Too too solid: On The Norton Shakespeare and The New Oxford Shakespeare – Times Literary Supplement

To publish a new edition of Shakespeare’s complete plays and poems is a massive and expensive undertaking. A team of general editors must be assembled, together with those who will edit the individual works. Experts in many disciplines will be needed, from textual criticism to theatrical history; musical and visual resources, maps, and other useful information assembled; and the whole apparatus made available in both print and digital formats. The year 2016 brought us new complete editions from Oxford University Press and W. W. Norton, the two great rivals in the lucrative student textbook market.

The complete Shakespeare market is presumably quite large; college and university students studying English have to buy one, and that market is probably very lucrative, hence the regular (every couple of decades) new editions.

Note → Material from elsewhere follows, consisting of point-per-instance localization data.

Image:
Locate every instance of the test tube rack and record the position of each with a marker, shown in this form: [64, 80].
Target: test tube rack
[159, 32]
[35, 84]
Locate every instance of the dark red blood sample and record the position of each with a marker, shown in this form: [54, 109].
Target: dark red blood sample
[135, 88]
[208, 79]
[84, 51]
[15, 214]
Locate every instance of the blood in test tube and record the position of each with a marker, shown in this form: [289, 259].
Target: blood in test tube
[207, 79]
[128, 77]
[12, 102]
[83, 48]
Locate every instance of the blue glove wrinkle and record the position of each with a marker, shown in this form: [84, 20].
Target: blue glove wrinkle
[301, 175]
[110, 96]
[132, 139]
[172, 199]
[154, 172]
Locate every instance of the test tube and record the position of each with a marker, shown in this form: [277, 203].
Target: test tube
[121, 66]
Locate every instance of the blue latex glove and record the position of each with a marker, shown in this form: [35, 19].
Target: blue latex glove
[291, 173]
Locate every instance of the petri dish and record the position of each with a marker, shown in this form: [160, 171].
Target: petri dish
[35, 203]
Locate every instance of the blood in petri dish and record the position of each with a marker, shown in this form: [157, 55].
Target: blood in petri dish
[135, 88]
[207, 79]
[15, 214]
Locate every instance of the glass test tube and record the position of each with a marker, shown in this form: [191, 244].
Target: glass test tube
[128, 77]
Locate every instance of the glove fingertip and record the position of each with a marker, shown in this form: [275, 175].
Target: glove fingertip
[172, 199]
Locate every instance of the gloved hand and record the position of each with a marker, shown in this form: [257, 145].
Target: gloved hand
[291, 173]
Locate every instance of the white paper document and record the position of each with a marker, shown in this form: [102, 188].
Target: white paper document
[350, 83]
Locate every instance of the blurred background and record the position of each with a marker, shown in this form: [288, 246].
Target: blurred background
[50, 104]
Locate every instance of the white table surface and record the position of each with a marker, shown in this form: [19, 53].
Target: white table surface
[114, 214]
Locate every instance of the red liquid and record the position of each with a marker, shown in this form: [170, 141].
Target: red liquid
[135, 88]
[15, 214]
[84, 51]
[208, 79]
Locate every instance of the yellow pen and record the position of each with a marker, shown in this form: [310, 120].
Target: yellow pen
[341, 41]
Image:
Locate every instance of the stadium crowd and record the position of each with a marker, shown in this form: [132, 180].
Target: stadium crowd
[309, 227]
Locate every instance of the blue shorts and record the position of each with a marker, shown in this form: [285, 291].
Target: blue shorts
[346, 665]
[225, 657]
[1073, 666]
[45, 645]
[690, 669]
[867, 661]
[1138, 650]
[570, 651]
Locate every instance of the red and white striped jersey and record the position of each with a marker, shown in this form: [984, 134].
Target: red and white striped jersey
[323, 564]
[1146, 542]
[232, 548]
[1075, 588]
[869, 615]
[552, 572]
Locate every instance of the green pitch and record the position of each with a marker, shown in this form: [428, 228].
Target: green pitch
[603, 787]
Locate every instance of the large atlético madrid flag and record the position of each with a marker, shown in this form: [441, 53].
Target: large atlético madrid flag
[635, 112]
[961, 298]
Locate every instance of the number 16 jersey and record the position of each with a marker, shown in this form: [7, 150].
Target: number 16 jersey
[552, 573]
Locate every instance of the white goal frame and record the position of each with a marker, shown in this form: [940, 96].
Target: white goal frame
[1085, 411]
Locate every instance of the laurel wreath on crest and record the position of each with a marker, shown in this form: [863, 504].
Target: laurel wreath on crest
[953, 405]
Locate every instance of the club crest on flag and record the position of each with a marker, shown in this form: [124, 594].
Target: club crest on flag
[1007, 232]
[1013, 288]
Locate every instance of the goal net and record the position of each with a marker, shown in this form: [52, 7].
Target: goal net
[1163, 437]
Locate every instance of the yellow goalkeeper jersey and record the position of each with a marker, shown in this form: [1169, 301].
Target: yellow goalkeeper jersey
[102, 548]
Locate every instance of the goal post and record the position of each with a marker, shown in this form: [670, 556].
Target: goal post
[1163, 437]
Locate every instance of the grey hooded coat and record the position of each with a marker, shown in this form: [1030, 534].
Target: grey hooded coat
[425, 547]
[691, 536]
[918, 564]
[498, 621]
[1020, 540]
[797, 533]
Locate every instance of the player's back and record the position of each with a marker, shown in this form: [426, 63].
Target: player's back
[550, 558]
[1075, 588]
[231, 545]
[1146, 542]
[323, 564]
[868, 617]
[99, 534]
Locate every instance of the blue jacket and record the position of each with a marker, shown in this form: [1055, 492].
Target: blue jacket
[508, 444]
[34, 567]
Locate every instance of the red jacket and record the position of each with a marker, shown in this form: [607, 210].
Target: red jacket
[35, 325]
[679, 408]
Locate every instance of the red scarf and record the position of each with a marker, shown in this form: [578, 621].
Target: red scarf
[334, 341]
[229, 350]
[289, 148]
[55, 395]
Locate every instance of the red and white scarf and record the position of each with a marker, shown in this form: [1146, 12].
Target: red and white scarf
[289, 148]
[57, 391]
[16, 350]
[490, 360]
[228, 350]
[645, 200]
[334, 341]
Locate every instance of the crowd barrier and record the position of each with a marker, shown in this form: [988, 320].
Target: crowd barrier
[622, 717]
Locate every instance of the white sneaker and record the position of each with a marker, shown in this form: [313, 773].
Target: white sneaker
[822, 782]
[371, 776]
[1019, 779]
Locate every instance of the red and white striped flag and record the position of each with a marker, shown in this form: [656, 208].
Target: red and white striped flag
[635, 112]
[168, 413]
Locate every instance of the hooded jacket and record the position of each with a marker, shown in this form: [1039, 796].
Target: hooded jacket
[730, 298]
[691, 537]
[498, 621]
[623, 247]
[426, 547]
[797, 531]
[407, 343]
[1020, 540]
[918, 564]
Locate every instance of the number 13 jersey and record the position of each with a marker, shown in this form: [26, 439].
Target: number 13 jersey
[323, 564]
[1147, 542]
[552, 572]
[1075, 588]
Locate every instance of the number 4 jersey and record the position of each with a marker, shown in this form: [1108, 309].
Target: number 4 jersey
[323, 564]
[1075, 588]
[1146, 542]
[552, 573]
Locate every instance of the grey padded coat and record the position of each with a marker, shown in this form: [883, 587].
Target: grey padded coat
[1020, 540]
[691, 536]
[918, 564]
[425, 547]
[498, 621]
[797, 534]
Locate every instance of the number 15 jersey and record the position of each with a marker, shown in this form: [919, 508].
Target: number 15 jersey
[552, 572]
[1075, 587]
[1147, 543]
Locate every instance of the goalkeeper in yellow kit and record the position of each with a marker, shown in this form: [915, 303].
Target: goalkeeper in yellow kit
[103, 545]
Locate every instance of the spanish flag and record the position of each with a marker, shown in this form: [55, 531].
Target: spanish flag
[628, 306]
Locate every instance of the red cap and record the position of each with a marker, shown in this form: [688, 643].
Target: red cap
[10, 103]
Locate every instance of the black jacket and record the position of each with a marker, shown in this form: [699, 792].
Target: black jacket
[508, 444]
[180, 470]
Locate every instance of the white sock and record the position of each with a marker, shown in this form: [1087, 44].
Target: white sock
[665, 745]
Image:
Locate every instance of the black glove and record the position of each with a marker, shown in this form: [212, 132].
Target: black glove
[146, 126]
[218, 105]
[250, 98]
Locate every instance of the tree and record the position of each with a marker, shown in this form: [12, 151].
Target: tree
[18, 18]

In planning one-volume editions, many decisions must be made about the end-product and its format. In 1986 the Oxford Shakespeare appeared in a handsome folio of 1,432 pages, set in double columns, the standard format for most editions of the complete works since the First Folio. (It was subsequently issued as a reduced-size paperback.) In 1997 Norton preferred a smaller page, set in a single column, but now running to 3,420 pages, printed on thin paper, with attendant print-through. The new edition retains this format, but at 3,500 pages including appendices, it is an awkward book to use. If you open it in the middle it resembles two inverted halves of a melon; open at the beginning it curves like a rugby ball; either way it is hard to read or annotate the text in the gutter, as printers call the space between facing pages of an open book. The New Oxford has imitated Norton by choosing a smaller format than the first edition, also set in single column, slightly shorter (only 3,382 pages) but even heavier, weighing in at 5.8 kg, compared to the Norton’s 5.4 kg. We may wonder for whom these editions are intended. The paper in both editions is unsuitable for libraries, easily torn or frayed.

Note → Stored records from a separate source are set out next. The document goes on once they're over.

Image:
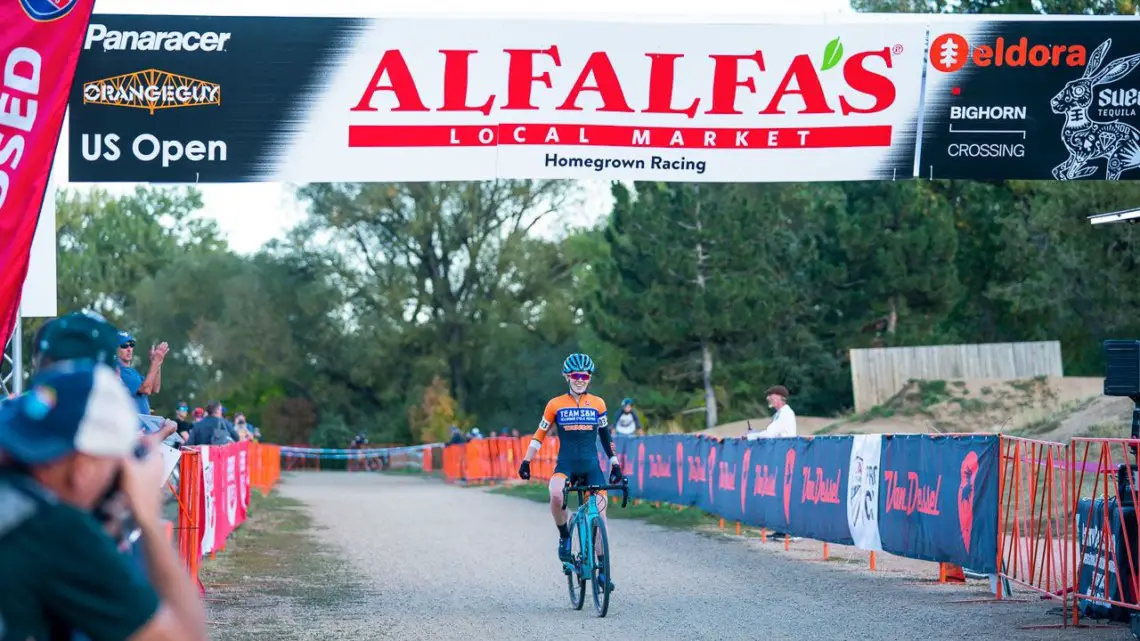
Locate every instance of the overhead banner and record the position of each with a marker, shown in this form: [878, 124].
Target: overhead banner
[39, 48]
[231, 99]
[1033, 99]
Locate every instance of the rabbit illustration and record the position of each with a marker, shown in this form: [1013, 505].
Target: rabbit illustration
[1118, 143]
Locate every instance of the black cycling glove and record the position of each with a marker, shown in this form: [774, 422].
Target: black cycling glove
[615, 473]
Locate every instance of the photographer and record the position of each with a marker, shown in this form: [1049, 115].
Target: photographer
[67, 449]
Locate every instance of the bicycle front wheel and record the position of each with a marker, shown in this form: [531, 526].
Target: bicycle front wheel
[576, 581]
[601, 568]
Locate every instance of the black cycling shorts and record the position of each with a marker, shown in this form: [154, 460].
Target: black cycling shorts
[584, 472]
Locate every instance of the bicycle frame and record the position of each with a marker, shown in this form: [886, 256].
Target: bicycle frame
[585, 516]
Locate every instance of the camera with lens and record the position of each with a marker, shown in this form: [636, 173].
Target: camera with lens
[113, 510]
[1122, 375]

What I find interesting is how every complete Shakespeare edition is a bad book. It’s too big, too heavy, unwieldy, hard to read, and the paper generally sucks. Yet publishers won’t change the one-volume approach because it sells. I would much prefer a three-volume complete Shakespeare: one volume for comedies, one for tragedies, and one for histories (and the “problem plays” or others that don’t fit in those categories could be added to one of the there). It would have all the advantages of completeness, but at roughly 1,000 pages per volume, they would be easier to use. Actually, Norton sells their edition like that; they seem to be the only one. They have a four-volume edition, with comedies, tragedies, histories, and romances. And they even sell an “Essential Plays / The Sonnets” edition.

So why don’t publishers make their Shakespeare editions like that? Most likely because their sales would fall. Say you’re doing a Shakespeare course in university, and you happen to only be studying Hamlet and King Lear; well, you don’t need all three or four volumes, you’d just buy the Tragedies volume. Textbook publishing is often about forcing students to pay a lot more than they should for things they don’t need, but have to buy because they are assigned.

While the main work of a Shakespeare edition is the critical and textual element, I doubt that’s what leads teachers to prescribe one edition over the other. Yet this article discusses some very important points about the approach taken in each of these editions. What’s included, and what’s excluded – especially for plays where there are multiple, conflicting versions, such as Hamlet and King Lear – makes a big difference.

I haven’t seen the new Norton edition, but the previous edition was horrible; you could sneeze and tear a page. I have the new Oxford edition, which is much more readable, but its approach, explained in the article, raises questions.

My choice? I buy individual editions of the plays. I still have a couple of complete editions, because they do contain interesting critical texts, but the individual editions are easier to read, and generally contain more notes.